Manufacturing guy-at-large.

A valid question

Added on by Spencer Wright.

You know, you don't just take, import, slowly curate, sit on, hang out with, critique, and then upload 43 photos that you took over the past month or so without questioning the point of what you're doing. 

I used to use Flickr.  Pretty heavily.  And I posted to a lot of groups, and I tracked what got views, etc.  I like Flickr.  But it never really stuck.  Flickr (or at least my interaction with it) depended on developing new networks.  None of my friends really used it, and the way I generated views was by interacting with other users.  So, time passed, and eventually I ended up on Instagram.  

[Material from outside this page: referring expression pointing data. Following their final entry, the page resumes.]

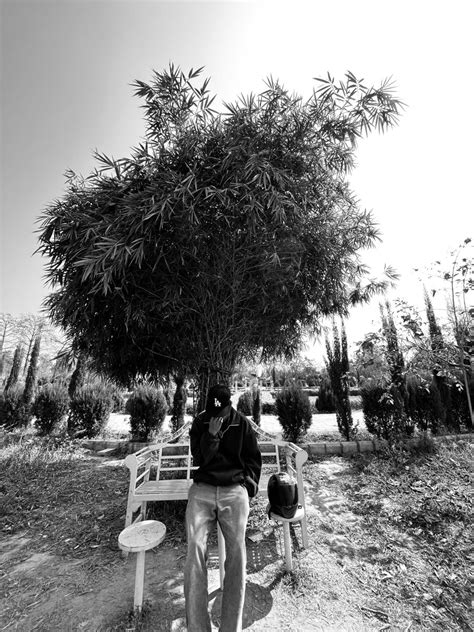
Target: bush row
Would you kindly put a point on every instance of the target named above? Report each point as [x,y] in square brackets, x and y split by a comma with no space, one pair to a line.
[87,412]
[431,403]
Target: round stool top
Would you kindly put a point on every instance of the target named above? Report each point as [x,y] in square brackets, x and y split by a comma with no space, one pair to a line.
[142,536]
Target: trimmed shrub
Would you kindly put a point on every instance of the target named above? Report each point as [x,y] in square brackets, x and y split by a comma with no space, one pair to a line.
[293,412]
[90,409]
[250,404]
[118,400]
[424,405]
[14,413]
[384,413]
[245,403]
[147,408]
[190,410]
[326,402]
[50,408]
[78,376]
[269,408]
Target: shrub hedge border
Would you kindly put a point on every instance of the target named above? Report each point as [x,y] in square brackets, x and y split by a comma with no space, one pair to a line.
[317,448]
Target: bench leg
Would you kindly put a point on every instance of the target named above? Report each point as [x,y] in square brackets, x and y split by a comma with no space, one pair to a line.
[128,514]
[139,580]
[287,542]
[221,550]
[304,533]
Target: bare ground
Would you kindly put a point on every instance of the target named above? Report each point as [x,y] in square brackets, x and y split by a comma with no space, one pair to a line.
[50,584]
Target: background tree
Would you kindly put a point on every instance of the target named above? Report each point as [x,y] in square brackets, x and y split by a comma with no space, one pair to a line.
[31,376]
[337,366]
[179,403]
[15,369]
[78,376]
[223,236]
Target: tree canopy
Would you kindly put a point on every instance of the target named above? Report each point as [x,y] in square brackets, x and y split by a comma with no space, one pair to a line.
[223,234]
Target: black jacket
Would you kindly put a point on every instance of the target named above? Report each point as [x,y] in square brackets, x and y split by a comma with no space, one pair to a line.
[232,456]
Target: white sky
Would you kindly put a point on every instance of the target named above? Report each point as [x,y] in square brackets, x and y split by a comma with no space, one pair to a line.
[66,67]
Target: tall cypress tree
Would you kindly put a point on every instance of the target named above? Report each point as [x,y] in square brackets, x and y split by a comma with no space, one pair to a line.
[338,369]
[440,383]
[30,382]
[15,370]
[436,336]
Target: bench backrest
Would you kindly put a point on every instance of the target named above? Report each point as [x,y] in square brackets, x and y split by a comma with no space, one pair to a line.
[174,460]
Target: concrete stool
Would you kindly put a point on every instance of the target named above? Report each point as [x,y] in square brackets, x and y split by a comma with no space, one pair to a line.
[139,538]
[298,517]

Instagram offers a way to interact with people I care about.  But the story that's told within the app is a purely collaborative one.  It's some weird average of the perspectives of the people that I follow, whose individual profiles I rarely - if ever - look at.  And I'm happy being a part of a larger narrative, but I also want to create one of my own.  One that I curate, and that I'm fully responsible for.   

Which is to say: Instagram is great, but the story doesn't belong to any individual user.   

I'm not sure of a product that allows an individual user to create a story like a traditional blog does.  Perhaps Tumblr does, but I always used it as something between Instagram and an RSS reader - but with a powerful reblogging function built in.

Regardless, it's clear to me that I'm operating in a world that's a few years old.  If anyone has any ideas for how I should be modernizing, I'm all ears.